Here are some more valuable thoughts from Hillsdale College's Imprimis magazine: New Thinking Needed on National Defense. There's no pay wall.
A smattering of semi-random quotes. Emphasis mine.
This raises the question of how we can spend so much on our national security but still have a military that seems so woefully underprepared for a major conflict.
[PGM=“precision guided munitions”] A key lesson of the Ukraine War is that when we deploy certain types of PGMs, such as anti-tank missiles or man-portable air-defense systems like Stinger missiles, it takes years to manufacture new ones. We have also learned that the tooling needed to produce various types of PGMs no longer exists—indeed, in some cases entire factories have been dismantled. This means that if we want more PGMs, we will have to start from scratch.
One of the key vulnerabilities of our defense and high-tech infrastructure is that the technology on which it relies is routinely stolen by foreign countries, especially China.... Despite various efforts to hinder or put a stop to this, cyber theft has become a huge business and is tremendously damaging to America’s national security. Until very recently, we have done virtually nothing about this cyber espionage. The thieves are almost never punished. All we do is complain while our enemies bleed us dry.

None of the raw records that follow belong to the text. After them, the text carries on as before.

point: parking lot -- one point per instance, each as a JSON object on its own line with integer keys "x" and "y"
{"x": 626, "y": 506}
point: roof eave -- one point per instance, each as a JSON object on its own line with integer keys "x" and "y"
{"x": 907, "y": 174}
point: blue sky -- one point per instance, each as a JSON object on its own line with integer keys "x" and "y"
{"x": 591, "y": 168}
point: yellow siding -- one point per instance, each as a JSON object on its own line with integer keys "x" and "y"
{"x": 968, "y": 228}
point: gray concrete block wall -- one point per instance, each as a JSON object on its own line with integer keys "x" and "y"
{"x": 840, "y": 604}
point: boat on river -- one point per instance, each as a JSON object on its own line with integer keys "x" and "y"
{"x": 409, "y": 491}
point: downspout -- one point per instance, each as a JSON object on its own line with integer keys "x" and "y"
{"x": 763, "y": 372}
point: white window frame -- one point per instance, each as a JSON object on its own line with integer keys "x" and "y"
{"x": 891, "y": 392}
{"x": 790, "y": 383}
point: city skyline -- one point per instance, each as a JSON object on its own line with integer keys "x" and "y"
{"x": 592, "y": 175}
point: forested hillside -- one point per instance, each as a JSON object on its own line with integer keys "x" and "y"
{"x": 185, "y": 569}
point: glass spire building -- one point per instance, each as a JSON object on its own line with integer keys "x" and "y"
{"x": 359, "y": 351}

An important thing we learned very early on in the Ukraine War was that the incredibly expensive tanks we gave to the Ukrainians were defenseless against very inexpensive FPV drones. [In Yemen,] when the Iranian-backed Houthis started firing drones at ships in the Red Sea, what was the U.S. response? For each $30,000 Iranian drone we shot down, we employed two $2 million missiles.
Recently, by the way, forces on the ground in Ukraine have found that relatively inexpensive shotgun technology is proving more effective against drones than previously tried methods.
We need new thinking...about national defense. A guiding principle of that new thinking must be that the defense budget is not inexhaustible.